Center for Algorithmic Biotechnology, Institute for Translational Biomedicine, St. Petersburg State University, St. Petersburg 199034, Russia.
Center for Algorithmic Biotechnology, Institute for Translational Biomedicine, St. Petersburg State University, St. Petersburg 199034, Russia; Department of Computer Science and Engineering, University of California, San Diego, La Jolla, CA 92093, USA.
Cell Syst. 2018 Aug 22;7(2):192-200.e3. doi: 10.1016/j.cels.2018.06.009. Epub 2018 Jul 25.

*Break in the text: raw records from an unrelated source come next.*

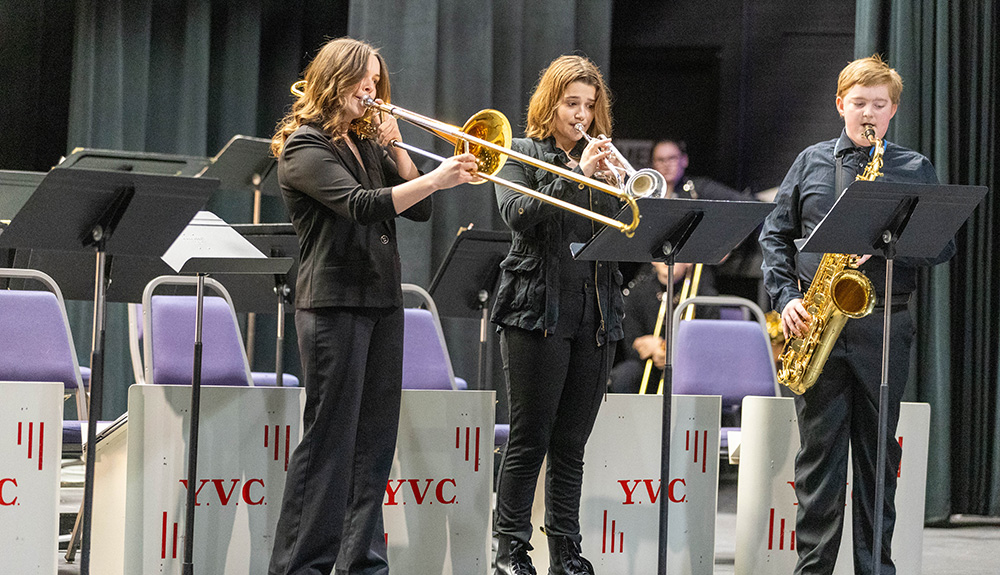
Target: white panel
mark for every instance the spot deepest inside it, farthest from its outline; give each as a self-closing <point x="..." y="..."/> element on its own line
<point x="437" y="505"/>
<point x="619" y="512"/>
<point x="30" y="450"/>
<point x="437" y="502"/>
<point x="766" y="505"/>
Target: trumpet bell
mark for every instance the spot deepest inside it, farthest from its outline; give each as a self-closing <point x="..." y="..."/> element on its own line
<point x="493" y="127"/>
<point x="646" y="183"/>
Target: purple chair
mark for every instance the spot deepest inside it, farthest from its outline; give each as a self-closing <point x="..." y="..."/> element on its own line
<point x="168" y="342"/>
<point x="426" y="363"/>
<point x="168" y="355"/>
<point x="38" y="346"/>
<point x="731" y="358"/>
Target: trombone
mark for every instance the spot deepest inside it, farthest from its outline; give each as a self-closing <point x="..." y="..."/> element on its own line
<point x="492" y="150"/>
<point x="689" y="289"/>
<point x="644" y="183"/>
<point x="487" y="136"/>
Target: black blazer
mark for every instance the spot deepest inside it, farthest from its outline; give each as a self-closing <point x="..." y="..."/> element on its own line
<point x="344" y="219"/>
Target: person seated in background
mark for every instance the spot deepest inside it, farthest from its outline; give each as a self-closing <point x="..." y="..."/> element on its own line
<point x="643" y="297"/>
<point x="669" y="157"/>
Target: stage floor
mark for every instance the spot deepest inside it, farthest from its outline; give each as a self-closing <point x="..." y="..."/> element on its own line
<point x="967" y="548"/>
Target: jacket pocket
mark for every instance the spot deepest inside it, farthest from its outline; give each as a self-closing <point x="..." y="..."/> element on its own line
<point x="520" y="281"/>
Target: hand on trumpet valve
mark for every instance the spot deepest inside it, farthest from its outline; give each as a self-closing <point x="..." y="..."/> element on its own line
<point x="595" y="157"/>
<point x="460" y="169"/>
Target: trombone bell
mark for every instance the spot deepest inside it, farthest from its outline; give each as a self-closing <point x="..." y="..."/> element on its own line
<point x="490" y="126"/>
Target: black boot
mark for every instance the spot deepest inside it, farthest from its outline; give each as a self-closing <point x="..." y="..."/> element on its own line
<point x="512" y="557"/>
<point x="565" y="558"/>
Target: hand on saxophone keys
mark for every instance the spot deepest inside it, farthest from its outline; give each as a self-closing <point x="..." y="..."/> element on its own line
<point x="795" y="319"/>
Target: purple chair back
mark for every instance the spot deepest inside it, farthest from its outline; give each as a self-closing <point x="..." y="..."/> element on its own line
<point x="34" y="342"/>
<point x="731" y="358"/>
<point x="172" y="332"/>
<point x="424" y="363"/>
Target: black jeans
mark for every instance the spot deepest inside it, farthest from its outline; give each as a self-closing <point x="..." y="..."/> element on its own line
<point x="331" y="511"/>
<point x="841" y="411"/>
<point x="555" y="385"/>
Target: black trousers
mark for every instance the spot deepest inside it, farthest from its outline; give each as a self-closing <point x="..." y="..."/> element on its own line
<point x="555" y="386"/>
<point x="841" y="411"/>
<point x="331" y="511"/>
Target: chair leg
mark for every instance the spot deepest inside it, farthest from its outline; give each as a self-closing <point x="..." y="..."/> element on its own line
<point x="71" y="548"/>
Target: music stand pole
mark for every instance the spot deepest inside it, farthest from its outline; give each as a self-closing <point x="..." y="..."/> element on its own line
<point x="668" y="387"/>
<point x="883" y="402"/>
<point x="95" y="401"/>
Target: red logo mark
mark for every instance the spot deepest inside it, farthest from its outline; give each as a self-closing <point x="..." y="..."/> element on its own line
<point x="606" y="536"/>
<point x="277" y="442"/>
<point x="468" y="444"/>
<point x="633" y="494"/>
<point x="30" y="440"/>
<point x="704" y="447"/>
<point x="443" y="491"/>
<point x="3" y="500"/>
<point x="899" y="469"/>
<point x="226" y="495"/>
<point x="781" y="535"/>
<point x="163" y="539"/>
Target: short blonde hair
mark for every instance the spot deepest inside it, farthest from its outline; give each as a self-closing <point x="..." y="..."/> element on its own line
<point x="552" y="84"/>
<point x="336" y="69"/>
<point x="867" y="72"/>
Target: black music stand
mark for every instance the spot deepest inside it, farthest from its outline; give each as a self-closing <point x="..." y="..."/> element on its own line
<point x="675" y="230"/>
<point x="15" y="189"/>
<point x="209" y="246"/>
<point x="465" y="283"/>
<point x="137" y="162"/>
<point x="243" y="163"/>
<point x="109" y="212"/>
<point x="256" y="293"/>
<point x="871" y="217"/>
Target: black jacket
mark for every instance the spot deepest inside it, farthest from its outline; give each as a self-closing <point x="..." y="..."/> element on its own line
<point x="528" y="296"/>
<point x="344" y="219"/>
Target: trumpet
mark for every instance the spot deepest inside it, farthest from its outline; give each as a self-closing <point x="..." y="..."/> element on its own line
<point x="644" y="183"/>
<point x="487" y="136"/>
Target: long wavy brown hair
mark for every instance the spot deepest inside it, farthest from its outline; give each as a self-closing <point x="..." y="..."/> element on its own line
<point x="562" y="72"/>
<point x="330" y="79"/>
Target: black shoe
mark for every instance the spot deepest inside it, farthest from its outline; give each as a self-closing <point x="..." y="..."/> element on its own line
<point x="565" y="558"/>
<point x="512" y="557"/>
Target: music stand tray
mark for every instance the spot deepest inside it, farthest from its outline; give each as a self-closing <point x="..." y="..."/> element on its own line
<point x="244" y="163"/>
<point x="107" y="212"/>
<point x="466" y="282"/>
<point x="871" y="216"/>
<point x="675" y="230"/>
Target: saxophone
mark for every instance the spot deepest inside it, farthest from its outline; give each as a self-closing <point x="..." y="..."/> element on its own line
<point x="838" y="292"/>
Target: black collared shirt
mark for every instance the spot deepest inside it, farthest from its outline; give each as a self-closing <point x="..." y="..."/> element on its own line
<point x="808" y="193"/>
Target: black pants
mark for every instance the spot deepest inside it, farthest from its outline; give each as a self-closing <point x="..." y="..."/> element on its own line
<point x="841" y="411"/>
<point x="555" y="385"/>
<point x="332" y="506"/>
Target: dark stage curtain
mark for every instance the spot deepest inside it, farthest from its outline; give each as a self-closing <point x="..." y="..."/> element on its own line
<point x="947" y="53"/>
<point x="184" y="76"/>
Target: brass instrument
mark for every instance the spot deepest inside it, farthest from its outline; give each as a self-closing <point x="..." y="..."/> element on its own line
<point x="644" y="183"/>
<point x="689" y="289"/>
<point x="838" y="292"/>
<point x="487" y="136"/>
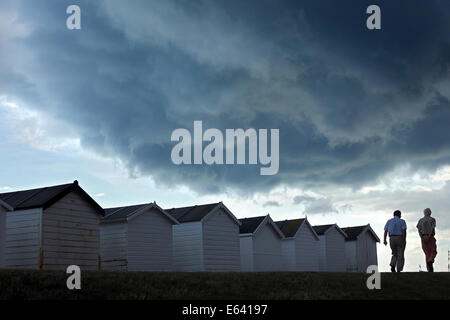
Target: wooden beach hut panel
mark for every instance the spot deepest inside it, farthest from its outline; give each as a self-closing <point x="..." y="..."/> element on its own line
<point x="260" y="240"/>
<point x="331" y="248"/>
<point x="299" y="248"/>
<point x="137" y="238"/>
<point x="51" y="228"/>
<point x="361" y="248"/>
<point x="207" y="238"/>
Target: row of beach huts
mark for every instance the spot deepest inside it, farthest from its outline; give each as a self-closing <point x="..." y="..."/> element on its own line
<point x="53" y="227"/>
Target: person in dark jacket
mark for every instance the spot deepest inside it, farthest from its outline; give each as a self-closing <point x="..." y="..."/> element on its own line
<point x="426" y="227"/>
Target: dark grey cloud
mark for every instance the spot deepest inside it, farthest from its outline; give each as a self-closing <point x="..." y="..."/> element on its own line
<point x="271" y="204"/>
<point x="351" y="104"/>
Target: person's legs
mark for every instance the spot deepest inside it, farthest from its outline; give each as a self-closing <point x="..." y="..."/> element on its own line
<point x="394" y="249"/>
<point x="400" y="253"/>
<point x="429" y="248"/>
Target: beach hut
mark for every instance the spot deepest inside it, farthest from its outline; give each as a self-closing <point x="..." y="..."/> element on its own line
<point x="136" y="238"/>
<point x="260" y="244"/>
<point x="331" y="248"/>
<point x="360" y="248"/>
<point x="207" y="238"/>
<point x="50" y="228"/>
<point x="299" y="248"/>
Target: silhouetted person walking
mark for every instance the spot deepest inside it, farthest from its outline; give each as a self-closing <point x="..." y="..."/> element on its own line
<point x="396" y="228"/>
<point x="426" y="227"/>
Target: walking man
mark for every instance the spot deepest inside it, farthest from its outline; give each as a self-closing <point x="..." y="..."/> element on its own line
<point x="396" y="228"/>
<point x="426" y="227"/>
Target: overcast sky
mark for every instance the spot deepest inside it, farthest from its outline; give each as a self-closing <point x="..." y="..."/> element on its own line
<point x="363" y="115"/>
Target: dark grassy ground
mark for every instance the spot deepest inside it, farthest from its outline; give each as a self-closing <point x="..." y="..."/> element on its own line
<point x="224" y="286"/>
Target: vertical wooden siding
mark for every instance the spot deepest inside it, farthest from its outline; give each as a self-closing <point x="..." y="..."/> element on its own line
<point x="246" y="247"/>
<point x="221" y="243"/>
<point x="350" y="256"/>
<point x="306" y="250"/>
<point x="288" y="254"/>
<point x="188" y="246"/>
<point x="150" y="242"/>
<point x="71" y="234"/>
<point x="366" y="251"/>
<point x="267" y="250"/>
<point x="335" y="251"/>
<point x="23" y="239"/>
<point x="113" y="246"/>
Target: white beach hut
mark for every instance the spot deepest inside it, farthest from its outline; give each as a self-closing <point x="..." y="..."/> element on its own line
<point x="331" y="248"/>
<point x="360" y="248"/>
<point x="50" y="228"/>
<point x="207" y="238"/>
<point x="299" y="248"/>
<point x="136" y="238"/>
<point x="261" y="241"/>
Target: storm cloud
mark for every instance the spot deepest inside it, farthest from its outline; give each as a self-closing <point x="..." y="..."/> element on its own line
<point x="351" y="104"/>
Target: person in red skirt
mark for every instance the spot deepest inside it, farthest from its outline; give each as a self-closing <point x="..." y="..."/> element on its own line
<point x="426" y="227"/>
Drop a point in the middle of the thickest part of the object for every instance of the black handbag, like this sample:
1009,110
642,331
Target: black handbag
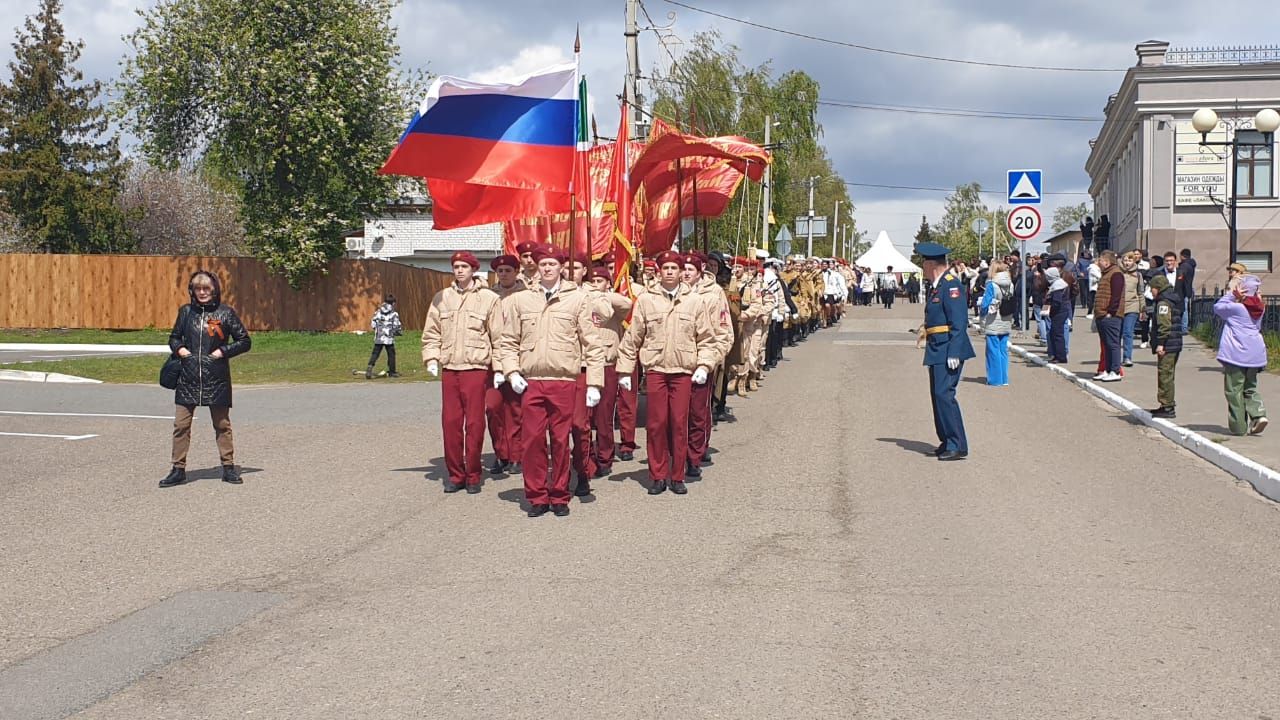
169,372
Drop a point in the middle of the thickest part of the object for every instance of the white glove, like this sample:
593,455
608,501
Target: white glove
517,383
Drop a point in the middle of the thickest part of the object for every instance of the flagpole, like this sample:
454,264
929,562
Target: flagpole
574,178
680,203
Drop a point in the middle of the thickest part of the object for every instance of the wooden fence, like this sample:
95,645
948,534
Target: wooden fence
140,291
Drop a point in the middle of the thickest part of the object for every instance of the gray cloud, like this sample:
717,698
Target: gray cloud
475,36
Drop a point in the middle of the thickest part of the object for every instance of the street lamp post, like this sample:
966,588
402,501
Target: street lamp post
1265,126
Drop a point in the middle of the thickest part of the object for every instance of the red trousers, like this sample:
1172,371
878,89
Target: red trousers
502,409
584,455
627,414
700,420
603,418
547,410
462,422
667,425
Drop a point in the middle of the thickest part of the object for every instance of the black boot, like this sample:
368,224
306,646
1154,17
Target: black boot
176,477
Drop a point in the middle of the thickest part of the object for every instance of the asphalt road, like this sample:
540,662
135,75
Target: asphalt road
13,356
1074,566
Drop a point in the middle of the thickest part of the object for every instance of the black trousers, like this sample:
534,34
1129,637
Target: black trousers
391,356
773,345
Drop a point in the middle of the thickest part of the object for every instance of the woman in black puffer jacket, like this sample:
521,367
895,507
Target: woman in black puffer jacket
206,336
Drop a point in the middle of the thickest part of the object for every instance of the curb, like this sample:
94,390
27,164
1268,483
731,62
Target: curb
31,377
1262,478
83,347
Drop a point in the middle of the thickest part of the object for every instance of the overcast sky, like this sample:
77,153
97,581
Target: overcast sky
489,37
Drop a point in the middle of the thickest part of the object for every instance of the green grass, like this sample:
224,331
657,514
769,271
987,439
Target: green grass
275,358
1205,333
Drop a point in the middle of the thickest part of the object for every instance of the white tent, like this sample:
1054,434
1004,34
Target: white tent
883,254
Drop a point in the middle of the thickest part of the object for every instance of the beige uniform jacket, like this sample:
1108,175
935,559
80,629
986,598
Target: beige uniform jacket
716,308
504,292
611,313
668,336
462,328
551,340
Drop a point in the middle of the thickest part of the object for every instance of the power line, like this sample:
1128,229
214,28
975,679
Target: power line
913,109
897,53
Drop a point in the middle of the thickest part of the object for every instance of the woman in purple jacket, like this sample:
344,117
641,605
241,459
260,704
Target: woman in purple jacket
1243,354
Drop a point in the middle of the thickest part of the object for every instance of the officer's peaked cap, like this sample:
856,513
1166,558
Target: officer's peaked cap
932,251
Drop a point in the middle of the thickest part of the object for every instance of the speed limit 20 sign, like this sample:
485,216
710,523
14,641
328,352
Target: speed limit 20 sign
1023,222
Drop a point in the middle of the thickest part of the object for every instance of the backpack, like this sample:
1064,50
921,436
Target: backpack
1008,304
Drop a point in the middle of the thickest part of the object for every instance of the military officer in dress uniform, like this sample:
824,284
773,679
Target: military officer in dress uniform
946,320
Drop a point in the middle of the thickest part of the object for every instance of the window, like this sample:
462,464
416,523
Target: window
1253,165
1255,261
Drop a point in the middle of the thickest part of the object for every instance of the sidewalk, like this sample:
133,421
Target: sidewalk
1201,405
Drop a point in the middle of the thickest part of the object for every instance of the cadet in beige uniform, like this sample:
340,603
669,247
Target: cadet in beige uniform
714,308
549,336
462,327
501,402
676,343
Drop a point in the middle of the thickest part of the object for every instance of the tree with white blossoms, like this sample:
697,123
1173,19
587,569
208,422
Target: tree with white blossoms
292,104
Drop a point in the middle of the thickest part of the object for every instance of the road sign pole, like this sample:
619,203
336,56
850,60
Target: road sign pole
1025,279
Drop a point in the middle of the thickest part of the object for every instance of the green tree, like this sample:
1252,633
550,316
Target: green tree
1069,217
295,104
60,173
924,233
709,91
955,228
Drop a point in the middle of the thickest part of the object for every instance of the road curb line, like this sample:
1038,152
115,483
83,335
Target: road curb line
83,347
1262,478
33,377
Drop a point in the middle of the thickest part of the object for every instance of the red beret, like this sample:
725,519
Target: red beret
670,256
464,256
508,260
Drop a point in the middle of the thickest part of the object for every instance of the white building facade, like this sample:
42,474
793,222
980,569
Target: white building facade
1160,187
405,233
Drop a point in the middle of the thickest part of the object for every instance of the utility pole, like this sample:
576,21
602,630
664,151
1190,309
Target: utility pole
809,251
766,188
630,94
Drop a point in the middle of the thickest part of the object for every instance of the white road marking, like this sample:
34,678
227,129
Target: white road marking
42,434
86,415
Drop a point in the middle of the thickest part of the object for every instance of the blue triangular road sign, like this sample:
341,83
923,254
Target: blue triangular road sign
1024,187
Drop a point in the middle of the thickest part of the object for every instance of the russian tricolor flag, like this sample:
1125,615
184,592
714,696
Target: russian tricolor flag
519,135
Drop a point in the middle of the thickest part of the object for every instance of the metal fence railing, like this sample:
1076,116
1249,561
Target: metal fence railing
1202,313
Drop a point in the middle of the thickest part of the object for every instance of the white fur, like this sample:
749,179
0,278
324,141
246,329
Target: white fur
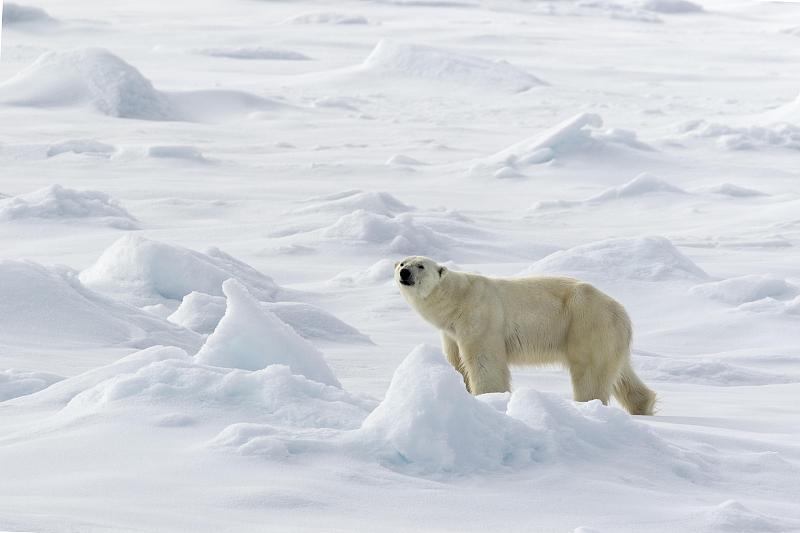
488,324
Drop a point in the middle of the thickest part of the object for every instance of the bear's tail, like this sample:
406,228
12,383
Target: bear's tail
632,393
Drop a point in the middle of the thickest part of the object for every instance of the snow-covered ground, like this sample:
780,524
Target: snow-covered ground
201,203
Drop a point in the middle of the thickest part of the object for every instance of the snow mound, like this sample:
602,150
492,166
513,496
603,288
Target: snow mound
402,234
707,372
312,322
732,516
86,76
254,52
735,191
81,146
103,81
250,337
58,203
428,423
202,312
49,306
199,312
778,135
574,135
15,383
670,6
167,387
744,289
184,153
145,272
327,18
380,203
643,259
642,185
377,273
20,15
404,160
415,61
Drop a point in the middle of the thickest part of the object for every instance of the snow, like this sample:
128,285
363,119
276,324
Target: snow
146,272
60,203
671,6
105,82
250,337
744,289
42,305
255,52
15,15
643,259
150,381
412,61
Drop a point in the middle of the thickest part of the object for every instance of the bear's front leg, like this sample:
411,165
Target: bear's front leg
486,365
450,349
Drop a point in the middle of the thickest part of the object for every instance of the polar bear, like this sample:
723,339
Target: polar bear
487,324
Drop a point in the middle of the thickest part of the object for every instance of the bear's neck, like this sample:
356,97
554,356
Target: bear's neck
437,308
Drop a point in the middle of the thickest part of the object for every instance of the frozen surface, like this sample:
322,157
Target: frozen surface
201,205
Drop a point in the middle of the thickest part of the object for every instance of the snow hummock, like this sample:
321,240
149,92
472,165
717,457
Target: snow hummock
202,312
574,135
254,52
429,423
57,203
21,15
97,78
81,146
746,137
745,289
402,234
670,6
15,383
326,18
251,338
146,272
422,62
380,203
180,152
403,160
642,185
645,259
42,305
735,191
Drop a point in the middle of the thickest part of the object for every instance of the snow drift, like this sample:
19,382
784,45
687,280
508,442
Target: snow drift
642,259
427,63
254,52
250,337
745,289
49,306
97,78
15,383
145,272
18,15
575,135
57,203
202,312
380,203
642,185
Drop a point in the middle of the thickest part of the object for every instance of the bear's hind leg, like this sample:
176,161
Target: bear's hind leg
486,366
591,382
450,348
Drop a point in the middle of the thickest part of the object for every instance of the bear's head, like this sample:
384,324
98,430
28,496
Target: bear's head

Reduced microbiome diversity has been linked to several diseases. However, estimating the diversity of bacterial communities-the number and the total length of distinct genomes within a metagenome-remains an open problem in microbial ecology. Here, we describe an algorithm for estimating the microbial diversity in a metagenomic sample based on a joint analysis of short and long reads. Unlike previous approaches, the algorithm does not make any assumptions on the distribution of the frequencies of genomes within a metagenome (as in parametric methods) and does not require a large database that covers the total diversity (as in non-parametric methods). We estimate that genomes comprising a human gut metagenome have total length varying from 1.3 to 3.5 billion nucleotides, with genomes responsible for 50% of total abundance having total length varying from only 25 to 61 million nucleotides. In contrast, genomes comprising an aquifer sediment metagenome have more than two orders of magnitude larger total length (≈840 billion nucleotides).
微生物群落的多样性与多种疾病有关。然而,估计细菌群落(宏基因组中不同基因组的数量和总长度)的多样性仍然是微生物生态学中的一个未解决的问题。在这里,我们描述了一种基于短读长和长读长联合分析来估计宏基因组样本中微生物多样性的算法。与以前的方法不同,该算法不假设宏基因组中基因组频率的分布(如参数方法),也不需要涵盖总多样性的大型数据库(如非参数方法)。我们估计人类肠道宏基因组中的基因组总长度从 13 亿到 35 亿个核苷酸不等,负责总丰度 50%的基因组总长度仅从 2500 万到 6100 万核苷酸不等。相比之下,含水层沉积物宏基因组中的基因组总长度大两个数量级以上(约 8400 亿个核苷酸)。